Liam Jackson Saves an Old HP MicroServer From the Scrapheap with a 3D-Printed Drive-Bay PC Bracket

Replacing the original motherboard entirely, this clever bracket houses an Intel N100-based mini-PC in the MicroServer's 5.25" bay.

Gareth Halfacree
8 months agoUpcycling / HW101 / 3D Printing

Software engineer Liam Jackson has penned a guide to bringing an old Hewlett-Packard N36L/N40L/N54L ProLiant MicroServer bang up-to-date — by shoving an Intel N100-based mini-PC in its 5.25" drive bay, replacing the stock motherboard entirely.

"The HP N54L MicroServer (and the N36L/N40L) is a great solid chassis with four toolless drive bays, a key operated front door, optical drive bay, and aging AMD Turion II Neo CPU," Jackson explains. "However, the CPU does not really keep up in the days of gigabit broadband and running multiple Docker containers."
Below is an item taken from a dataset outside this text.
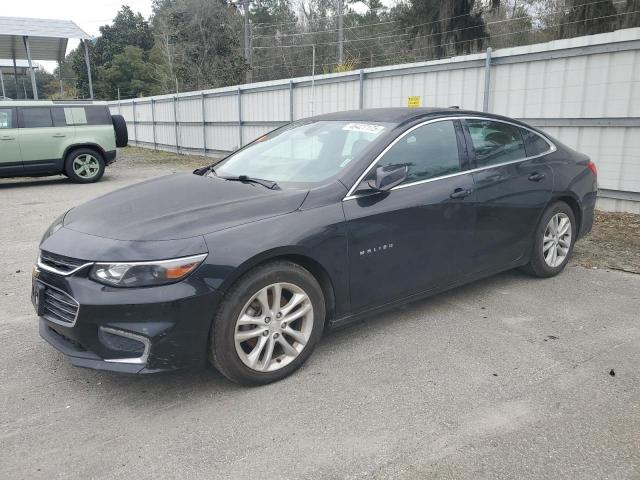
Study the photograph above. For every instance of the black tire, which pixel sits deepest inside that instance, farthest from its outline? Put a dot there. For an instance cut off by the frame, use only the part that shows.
(70, 172)
(222, 347)
(537, 265)
(120, 128)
"It also has the unfortunate feature of just powering off if it overheats," Jackson continues. "This has earned it the household nickname of 'the saddest server.' Since the CPU is soldered and the the motherboard is non-standard, another way to upgrade this otherwise solid unit was needed to keep it from becoming just more ewaste."

With no easy way to mount a modern motherboard where the original lives, Jackson set about looking for alternative places to put a replacement — and spotted the typically-unused 5.25" drive bay a the top of the case. A 3D-printed adapter accepted an off-the-shelf mini-PC based around Intel's N100 CPU, a major upgrade from the AMD Turion II that originally shipped in the MicroServer, and slotted it home at the top of the case.

"Hooking up the four-bay HDD cage in the N54L was surprisingly easy," Jackson adds. "It connects to the original motherboard via a mini-SAS [Serial Attached SCSI] (SFF-8087) connector. This connector spec can carry four lanes of SATA, so cables to split mini-SAS to four SATA ports are common and is basically all this HDD cage does. All that was needed was to install a £14 [around $18] M.2 card into the mini-PC's M.2 NVMe slot, connect up the drive cage to the mini-SAS port, and Unraid recognised the drives straight away!"

The mini-PC, and a new case fan, are both powered from the existing MicroServer power supply — now running constantly using what Jackson calls the "ATX 'paperclip trick,'" in which two pins of the ATX cable are permanently shorted to send a constant power-on signal.

"Overall this project was very successful," Jackson concludes, "and not only is the server now much faster (it can saturate my gigabit link on downloads, whereas it was limited to around 25% before) and lower power, heat seems much better too and it saved the MicroServer chassis and PSU from becoming waste."

The full project write-up is available on Hackaday.io, while Jackson has published the STL files for the PC adapter bracket on Printables under a public domain license.